Note.

When someone hurts me a lot and betrays me, I think of ways to hurt them back.

With the truth obviously. Most of the time it’s the things I overlooked or let slide.

When people don’t care about me and manipulate and lie. I don’t think I should care about them and it’s okay to speak the truth.

I’ve started to dislike some people, after I grew up and gained an understanding, because of what they did to me.

I do love and care about everyone as a human being.

But I dislike some at the same time. I’m aware that these two emotions can exist at the same time.

I don’t know if this is called as games or what exactly.

But this is the only thing I do that might be, idk not good? idk. I think everyone does this?

I never start anything though. I always retaliate.

I always rise above the drama because I think from a place of love, which people often fail to do.

This doesn’t apply for people I like.

With people I like, I fight for the relationship, say sorry and make things better. Always. I love unconditionally.

..

I do see things online. Hence I’m saying this.

Everything about me and whatever I’ve said is genuine and I know for a fact that people already know that.

I’m aware that I’m different and not like others, that doesn’t mean I’m playing games.

I don’t know why people are taunting me constantly by saying this.

I think I’m a special child. That’s it.

There are so many special children in this world.

Everyone are unique.

I’m also strong I suppose. I’ve come to realise that.

Just because I’m hugely successful and things are apparently going my way and I was able to prove things and fight, doesn’t mean my integrity should be questioned right.

Everything that I said is true.

I didn’t see all this coming. I was just letting my thoughts flow here for the last 2 years.

And things worked out for the better because I’m good at writing and what I do, that’s it.
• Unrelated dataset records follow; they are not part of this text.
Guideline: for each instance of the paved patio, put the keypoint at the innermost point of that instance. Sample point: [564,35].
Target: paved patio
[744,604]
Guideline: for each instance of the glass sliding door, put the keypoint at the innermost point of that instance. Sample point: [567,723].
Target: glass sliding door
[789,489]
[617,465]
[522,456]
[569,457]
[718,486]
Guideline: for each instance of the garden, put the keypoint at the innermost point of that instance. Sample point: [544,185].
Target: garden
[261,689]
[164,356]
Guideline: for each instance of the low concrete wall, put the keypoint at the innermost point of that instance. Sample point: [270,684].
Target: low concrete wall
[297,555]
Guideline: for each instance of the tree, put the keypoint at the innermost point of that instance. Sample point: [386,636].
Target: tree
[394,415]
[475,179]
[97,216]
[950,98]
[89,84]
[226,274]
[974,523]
I’m constantly educating myself, learning, understanding, observing and finding solutions for problems. I’m good at putting it all across.

If I wasn’t good at writing and YouTube, I wouldn’t have been this successful.

Instead of doubting, people should just accept that.

I do see things online, I watched stuff, read things and took therapy.

I put it all together and hence I’m aware of things now.

I learnt to take control of things as well. Because I worked on it constantly.

Maybe someone else wouldn’t have been able to do the things I did and even survived what I went through.

I have already expressed that that’s because I’m good at certain things so I was able to.

You might have already realised everything I’m good at because I’ve been putting myself out there since 2 years and also constantly spoke about things that helps me.

It is helping the world as well, which I can clearly see.

I do see the changes and impact and everything else, I’m not blind and stupid. I did notice things after I came out of my dreaming.

I feel God blessed me and that’s why I’m different and able to handle what I went through.

I have abundance of love in me and I always think with love and when I received love from Ginny.

It kinda gave me strength to push through the storm.

I feel people already know I’m speaking the truth but I don’t understand why I’m being constantly taunted inspite of it.

I feel people are just exploiting me right now. There’s no other reasonable explanation for why this is prolonging.

I feel people are just fishing.

I’m not interested in giving anything anymore though when this is how I’m being treated.